By all accounts that matter, McLoughlin treated his own country wife with care and respect. His parents had been excellent role models in that regard, and though his time with his father and mother had been limited, a few incidents clearly left a lasting impression. One indelible exchange involved a run-in between his father and an appropriately named HBC clergyman, Herbert Beaver. Despite his rampant piety, Dr. McLoughlin took an instant dislike to Reverend Beaver, and his animus was both personal and spiritual. Beaver “was of the fox-hunting type,” remarkable only for being “a short stout man with a high-pitched voice and fondness for long sermons.” Beaver hated everything on principle, disparaging his Company house as a “personal insult and
domestic annoyance,” cursed with floors “too filthy to step upon.” But what the reverend detested most of all was the practice, then condoned by the HBC, of taking country wives.

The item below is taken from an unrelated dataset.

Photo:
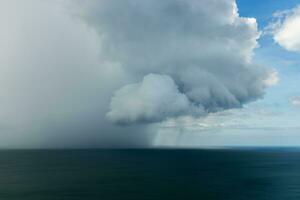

One day Beaver made his displeasure known in a showpiece of passive aggression. Company policy dictated that Dr. McLoughlin review all of Beaver’s outgoing reports, and in a particularly long-winded letter to Governor Simpson, the cleric berated Dr. McLoughlin’s wife, Marguerite, as “a female of notoriously loose character.” The doctor did not take kindly to the slight, and he confronted Beaver in the fort’s compound, demanding an explanation. According to one eyewitness, Beaver replied, “If Dr. McLaughlin [sic] you require to know why a cow’s tail grows downward, I can simply cite the fact.” McLoughlin brandished his silver walking stick and swung it at Beaver’s head. “The parson bawled to Jane his wife for his pistols, old style affairs, flint locks, half as long as my arm,” but cooler heads intervened and the incident stopped just short of bloodshed. Dr. McLoughlin immediately sent the reverend packing, but he never got over the insult to his wife. From that day forward, Dr. McLoughlin insisted his “employees stand and remove their hats in her presence.” The image of those doffed caps was seared into John Jr.’s brain, and when he took command of Stikine, he implemented the practice with his own country wife. The men didn’t like it but obeyed. Failure to comply meant a beating, another on a growing list of reasons McLoughlin raised his hand to the men — or so it seemed.